GEOPOLITICA FACILE N. 1 – Che cos'è l'OSCE ?
GEOPOLITICA
FACILE N. 1 – Che cos'è l'OSCE e perché non la senti mai nominare? E
che ruolo potrebbe giocare per la soluzione del conflitto in Europa?
Partiamo
da una domanda semplice: esiste un'organizzazione internazionale che
riunisce Russia e Stati Uniti, Ucraina e Polonia, Turchia e Germania,
tutti insieme allo stesso tavolo? Sì, esiste. Si chiama OSCE. Eppure,
quasi nessuno la conosce. Perché?
L'OSCE
è l'Organizzazione per la Sicurezza e la Cooperazione in Europa. È la
più grande organizzazione regionale per la sicurezza al mondo: 57 Stati
membri, da Vancouver a Vladivostok. Tutti i paesi europei, più Stati
Uniti, Canada, Russia e le repubbliche dell'ex Unione Sovietica.
Nessun'altra organizzazione – né la NATO, né l'Unione Europea – ha
questa capacità di tenere insieme Est e Ovest.
Nasce
dall'Atto finale di Helsinki del 1975, firmato in piena Guerra Fredda.
All'epoca era solo una Conferenza (si chiamava CSCE), ma fu il primo
vero dialogo tra i blocchi dopo la Seconda Guerra Mondiale. Nel 1990,
con la Carta di Parigi, è diventata un'organizzazione operativa. Nel
1995 ha preso il nome di OSCE.
Come
funziona? Con una regola che è insieme la sua forza e la sua condanna:
tutte le decisioni vengono prese per consenso. Ogni Stato membro ha
diritto di veto. Questo significa che l'OSCE non può obbligare nessuno a
fare nulla, ma significa anche che nessuno può essere escluso dal
dialogo. È l'unico posto al mondo dove diplomatici russi e ucraini si
siedono ancora allo stesso tavolo e si parlano.
𝐂𝐨𝐬𝐚 𝐟𝐚 𝐜𝐨𝐧𝐜𝐫𝐞𝐭𝐚𝐦𝐞𝐧𝐭𝐞?
Lavora
su tre dimensioni della sicurezza. La dimensione politico-militare:
controllo degli armamenti, notifica preventiva delle esercitazioni
militari, missioni di osservatori per monitorare i cessate il fuoco. La
dimensione economico-ambientale: cooperazione transfrontaliera,
sicurezza energetica, lotta alla corruzione. La dimensione umana:
osservazione elettorale, tutela delle minoranze, libertà di stampa,
diritti umani. Ha ancora oggi 12 missioni sul campo nei Balcani,
nell'Europa orientale, nel Caucaso e in Asia centrale.

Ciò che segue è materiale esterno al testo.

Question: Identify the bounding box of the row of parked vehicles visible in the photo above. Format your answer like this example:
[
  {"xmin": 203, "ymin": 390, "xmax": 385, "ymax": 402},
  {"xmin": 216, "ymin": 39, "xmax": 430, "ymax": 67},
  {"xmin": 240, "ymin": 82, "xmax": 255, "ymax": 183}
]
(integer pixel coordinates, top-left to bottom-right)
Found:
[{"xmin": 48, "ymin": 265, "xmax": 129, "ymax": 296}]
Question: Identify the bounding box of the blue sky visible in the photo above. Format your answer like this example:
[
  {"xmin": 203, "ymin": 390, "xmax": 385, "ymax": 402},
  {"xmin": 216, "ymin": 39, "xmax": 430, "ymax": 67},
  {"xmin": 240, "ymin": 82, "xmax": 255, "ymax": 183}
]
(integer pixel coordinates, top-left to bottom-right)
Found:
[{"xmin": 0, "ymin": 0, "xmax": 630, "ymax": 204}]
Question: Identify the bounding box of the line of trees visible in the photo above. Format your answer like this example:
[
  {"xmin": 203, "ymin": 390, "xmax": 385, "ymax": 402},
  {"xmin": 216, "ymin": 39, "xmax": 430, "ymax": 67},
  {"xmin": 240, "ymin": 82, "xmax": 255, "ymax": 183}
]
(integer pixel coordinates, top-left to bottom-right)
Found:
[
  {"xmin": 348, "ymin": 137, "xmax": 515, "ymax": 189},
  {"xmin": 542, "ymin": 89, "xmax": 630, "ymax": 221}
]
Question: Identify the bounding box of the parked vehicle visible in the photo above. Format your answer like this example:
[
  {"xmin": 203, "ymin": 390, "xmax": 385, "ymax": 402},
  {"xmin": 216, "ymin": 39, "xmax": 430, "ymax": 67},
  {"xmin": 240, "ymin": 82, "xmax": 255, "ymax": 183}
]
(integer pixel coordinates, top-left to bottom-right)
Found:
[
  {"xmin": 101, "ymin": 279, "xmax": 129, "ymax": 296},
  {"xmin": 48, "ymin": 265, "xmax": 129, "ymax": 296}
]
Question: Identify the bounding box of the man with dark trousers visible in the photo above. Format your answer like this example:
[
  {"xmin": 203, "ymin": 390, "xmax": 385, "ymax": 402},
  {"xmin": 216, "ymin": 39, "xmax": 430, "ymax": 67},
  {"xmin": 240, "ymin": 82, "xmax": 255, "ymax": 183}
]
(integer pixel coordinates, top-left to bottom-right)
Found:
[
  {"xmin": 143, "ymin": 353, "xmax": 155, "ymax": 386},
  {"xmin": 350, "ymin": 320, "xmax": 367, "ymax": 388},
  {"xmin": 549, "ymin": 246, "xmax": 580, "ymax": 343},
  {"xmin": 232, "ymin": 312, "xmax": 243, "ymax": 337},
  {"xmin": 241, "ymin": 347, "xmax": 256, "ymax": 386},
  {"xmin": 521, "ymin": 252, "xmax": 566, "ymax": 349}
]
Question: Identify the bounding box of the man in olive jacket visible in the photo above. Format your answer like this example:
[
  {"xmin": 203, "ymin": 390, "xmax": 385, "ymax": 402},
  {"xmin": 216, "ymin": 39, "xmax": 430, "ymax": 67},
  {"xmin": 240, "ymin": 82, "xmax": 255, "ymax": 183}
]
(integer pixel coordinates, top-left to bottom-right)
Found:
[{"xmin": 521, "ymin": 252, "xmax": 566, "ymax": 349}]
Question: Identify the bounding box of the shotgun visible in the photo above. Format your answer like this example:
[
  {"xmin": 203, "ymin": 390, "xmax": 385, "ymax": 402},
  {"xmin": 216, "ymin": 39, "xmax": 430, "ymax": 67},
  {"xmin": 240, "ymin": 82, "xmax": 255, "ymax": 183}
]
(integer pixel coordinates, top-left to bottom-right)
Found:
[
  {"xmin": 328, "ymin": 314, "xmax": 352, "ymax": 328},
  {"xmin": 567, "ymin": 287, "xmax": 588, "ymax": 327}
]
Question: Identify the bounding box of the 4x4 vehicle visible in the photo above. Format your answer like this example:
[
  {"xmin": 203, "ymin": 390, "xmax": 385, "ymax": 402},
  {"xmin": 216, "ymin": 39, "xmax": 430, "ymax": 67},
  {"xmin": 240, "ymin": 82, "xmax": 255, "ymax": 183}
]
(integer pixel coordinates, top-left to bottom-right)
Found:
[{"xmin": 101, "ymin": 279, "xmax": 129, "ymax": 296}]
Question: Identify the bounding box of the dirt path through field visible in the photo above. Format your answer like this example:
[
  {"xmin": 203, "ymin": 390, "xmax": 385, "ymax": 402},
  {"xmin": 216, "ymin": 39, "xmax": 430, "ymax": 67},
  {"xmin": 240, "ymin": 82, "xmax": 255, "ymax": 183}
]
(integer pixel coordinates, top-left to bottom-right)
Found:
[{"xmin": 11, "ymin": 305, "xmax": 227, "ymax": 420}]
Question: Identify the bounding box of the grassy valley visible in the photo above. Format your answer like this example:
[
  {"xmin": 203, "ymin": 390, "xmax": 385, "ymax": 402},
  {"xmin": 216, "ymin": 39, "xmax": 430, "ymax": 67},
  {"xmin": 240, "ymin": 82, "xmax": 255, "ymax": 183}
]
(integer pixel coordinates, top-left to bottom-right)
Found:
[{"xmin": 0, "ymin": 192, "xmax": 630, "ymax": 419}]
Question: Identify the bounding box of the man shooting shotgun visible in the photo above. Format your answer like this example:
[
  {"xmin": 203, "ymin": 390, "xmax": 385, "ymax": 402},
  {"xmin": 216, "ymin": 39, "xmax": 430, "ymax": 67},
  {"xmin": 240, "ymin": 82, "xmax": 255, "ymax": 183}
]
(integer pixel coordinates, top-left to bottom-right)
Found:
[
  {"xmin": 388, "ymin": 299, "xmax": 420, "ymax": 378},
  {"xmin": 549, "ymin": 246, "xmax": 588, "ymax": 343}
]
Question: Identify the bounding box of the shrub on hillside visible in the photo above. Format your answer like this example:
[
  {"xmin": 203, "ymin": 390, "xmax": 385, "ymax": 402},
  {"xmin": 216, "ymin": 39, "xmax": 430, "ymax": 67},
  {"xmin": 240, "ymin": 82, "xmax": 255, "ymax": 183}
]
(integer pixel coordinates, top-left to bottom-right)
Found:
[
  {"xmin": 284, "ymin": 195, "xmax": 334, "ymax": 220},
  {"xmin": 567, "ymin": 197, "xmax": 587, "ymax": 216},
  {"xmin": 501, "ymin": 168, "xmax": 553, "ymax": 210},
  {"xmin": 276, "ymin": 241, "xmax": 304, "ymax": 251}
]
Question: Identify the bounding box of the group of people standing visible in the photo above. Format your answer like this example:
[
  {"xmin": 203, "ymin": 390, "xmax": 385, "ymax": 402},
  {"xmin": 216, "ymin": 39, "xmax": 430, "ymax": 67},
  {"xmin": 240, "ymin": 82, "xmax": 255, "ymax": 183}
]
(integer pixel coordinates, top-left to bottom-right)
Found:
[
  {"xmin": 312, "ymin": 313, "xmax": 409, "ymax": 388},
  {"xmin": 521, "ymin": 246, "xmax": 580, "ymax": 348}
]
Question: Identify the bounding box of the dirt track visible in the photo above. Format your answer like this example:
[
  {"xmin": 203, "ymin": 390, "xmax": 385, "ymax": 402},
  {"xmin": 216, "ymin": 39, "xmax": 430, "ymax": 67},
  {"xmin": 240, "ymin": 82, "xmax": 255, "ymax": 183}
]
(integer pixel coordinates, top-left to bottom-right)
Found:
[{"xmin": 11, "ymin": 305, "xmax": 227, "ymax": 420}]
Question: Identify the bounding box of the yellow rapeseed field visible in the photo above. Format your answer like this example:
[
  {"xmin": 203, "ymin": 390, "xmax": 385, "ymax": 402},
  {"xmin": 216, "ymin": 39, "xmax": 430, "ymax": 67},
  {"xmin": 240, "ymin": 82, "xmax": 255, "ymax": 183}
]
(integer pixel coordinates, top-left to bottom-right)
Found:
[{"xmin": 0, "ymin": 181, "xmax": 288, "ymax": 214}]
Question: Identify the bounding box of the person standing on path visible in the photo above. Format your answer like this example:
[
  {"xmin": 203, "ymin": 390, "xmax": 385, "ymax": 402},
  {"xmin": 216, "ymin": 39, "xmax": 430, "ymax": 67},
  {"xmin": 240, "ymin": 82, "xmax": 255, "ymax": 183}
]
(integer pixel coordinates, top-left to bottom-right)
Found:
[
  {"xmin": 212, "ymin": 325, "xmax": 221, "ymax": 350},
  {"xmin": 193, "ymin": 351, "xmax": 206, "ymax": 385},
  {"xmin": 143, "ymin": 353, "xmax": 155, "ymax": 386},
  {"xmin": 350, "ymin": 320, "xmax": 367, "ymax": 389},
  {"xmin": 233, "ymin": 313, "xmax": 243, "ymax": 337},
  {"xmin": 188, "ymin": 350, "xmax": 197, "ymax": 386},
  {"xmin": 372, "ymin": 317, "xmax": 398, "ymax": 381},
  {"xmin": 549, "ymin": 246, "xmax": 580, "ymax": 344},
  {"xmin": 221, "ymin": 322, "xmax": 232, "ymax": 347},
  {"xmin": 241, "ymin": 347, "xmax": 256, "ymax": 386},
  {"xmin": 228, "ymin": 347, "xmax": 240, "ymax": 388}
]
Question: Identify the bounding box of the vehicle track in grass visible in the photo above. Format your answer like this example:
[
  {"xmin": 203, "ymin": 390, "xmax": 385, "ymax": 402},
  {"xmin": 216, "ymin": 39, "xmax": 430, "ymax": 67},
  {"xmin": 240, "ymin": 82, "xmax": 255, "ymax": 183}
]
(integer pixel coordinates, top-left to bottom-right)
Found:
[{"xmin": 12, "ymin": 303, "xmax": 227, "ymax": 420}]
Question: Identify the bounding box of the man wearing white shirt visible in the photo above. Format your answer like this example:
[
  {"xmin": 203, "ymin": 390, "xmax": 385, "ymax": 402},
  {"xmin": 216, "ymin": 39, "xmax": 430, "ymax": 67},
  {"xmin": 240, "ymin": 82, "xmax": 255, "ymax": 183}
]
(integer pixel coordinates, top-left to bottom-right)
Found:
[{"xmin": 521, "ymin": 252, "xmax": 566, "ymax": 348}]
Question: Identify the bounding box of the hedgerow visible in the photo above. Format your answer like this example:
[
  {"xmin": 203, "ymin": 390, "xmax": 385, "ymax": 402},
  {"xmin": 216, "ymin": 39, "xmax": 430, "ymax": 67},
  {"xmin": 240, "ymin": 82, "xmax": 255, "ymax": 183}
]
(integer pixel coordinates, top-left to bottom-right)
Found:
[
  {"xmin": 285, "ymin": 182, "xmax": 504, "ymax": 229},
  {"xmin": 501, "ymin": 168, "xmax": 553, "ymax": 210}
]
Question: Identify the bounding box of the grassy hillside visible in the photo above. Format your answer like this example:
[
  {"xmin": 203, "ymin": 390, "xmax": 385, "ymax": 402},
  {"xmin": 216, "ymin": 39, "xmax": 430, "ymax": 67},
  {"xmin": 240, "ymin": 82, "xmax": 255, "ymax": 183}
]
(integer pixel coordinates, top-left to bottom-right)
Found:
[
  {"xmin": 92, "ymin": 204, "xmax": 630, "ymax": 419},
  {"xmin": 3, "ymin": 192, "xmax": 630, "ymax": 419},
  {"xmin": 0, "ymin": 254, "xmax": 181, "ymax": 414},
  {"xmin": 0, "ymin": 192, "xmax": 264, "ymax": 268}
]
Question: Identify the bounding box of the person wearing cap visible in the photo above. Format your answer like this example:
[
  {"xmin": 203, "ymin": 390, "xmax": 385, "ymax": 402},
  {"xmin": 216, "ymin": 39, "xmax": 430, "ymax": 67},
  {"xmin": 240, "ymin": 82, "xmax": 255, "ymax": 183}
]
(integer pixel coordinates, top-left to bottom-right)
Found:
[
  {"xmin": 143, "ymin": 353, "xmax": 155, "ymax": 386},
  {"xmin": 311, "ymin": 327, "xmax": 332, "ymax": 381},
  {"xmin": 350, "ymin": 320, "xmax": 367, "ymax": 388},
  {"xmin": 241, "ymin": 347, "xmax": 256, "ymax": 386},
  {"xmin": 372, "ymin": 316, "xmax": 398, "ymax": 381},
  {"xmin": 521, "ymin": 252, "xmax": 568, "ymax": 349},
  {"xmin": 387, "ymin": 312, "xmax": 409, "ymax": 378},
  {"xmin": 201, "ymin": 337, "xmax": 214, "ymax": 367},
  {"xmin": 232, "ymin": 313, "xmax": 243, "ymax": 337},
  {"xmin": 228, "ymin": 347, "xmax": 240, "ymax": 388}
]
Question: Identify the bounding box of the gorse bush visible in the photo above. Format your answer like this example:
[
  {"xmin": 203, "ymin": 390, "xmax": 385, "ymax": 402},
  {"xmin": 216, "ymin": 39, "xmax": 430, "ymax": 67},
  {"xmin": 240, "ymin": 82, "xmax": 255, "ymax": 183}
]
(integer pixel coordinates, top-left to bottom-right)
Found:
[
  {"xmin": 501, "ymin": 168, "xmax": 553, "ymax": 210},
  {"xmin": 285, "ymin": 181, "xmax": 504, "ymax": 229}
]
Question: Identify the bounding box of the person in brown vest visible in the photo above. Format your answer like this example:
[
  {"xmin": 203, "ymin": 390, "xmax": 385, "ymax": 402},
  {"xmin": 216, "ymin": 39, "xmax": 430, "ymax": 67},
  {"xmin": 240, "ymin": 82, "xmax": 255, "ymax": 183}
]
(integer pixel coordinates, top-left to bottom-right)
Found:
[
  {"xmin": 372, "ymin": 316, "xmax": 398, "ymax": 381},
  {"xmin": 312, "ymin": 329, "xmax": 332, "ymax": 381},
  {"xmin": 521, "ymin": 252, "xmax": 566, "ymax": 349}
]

Allora perché non la senti mai nominare?
Per
due ragioni. La prima è che l'OSCE non fa notizia quando funziona.
Quando tutto tace, vuol dire che sta facendo il suo lavoro silenzioso di
prevenzione e monitoraggio. La seconda ragione è che oggi l'OSCE è in
profonda crisi. La guerra in Ucraina ha calpestato i principi
fondamentali dell'Atto di Helsinki: la sovranità, l'integrità
territoriale, la soluzione pacifica delle controversie. E la Russia, che
pure ha firmato quei principi, ha usato il diritto di veto per
paralizzare l'organizzazione, bloccando per anni il bilancio e le
operazioni. L'OSCE è rimasta a guardare, impotente.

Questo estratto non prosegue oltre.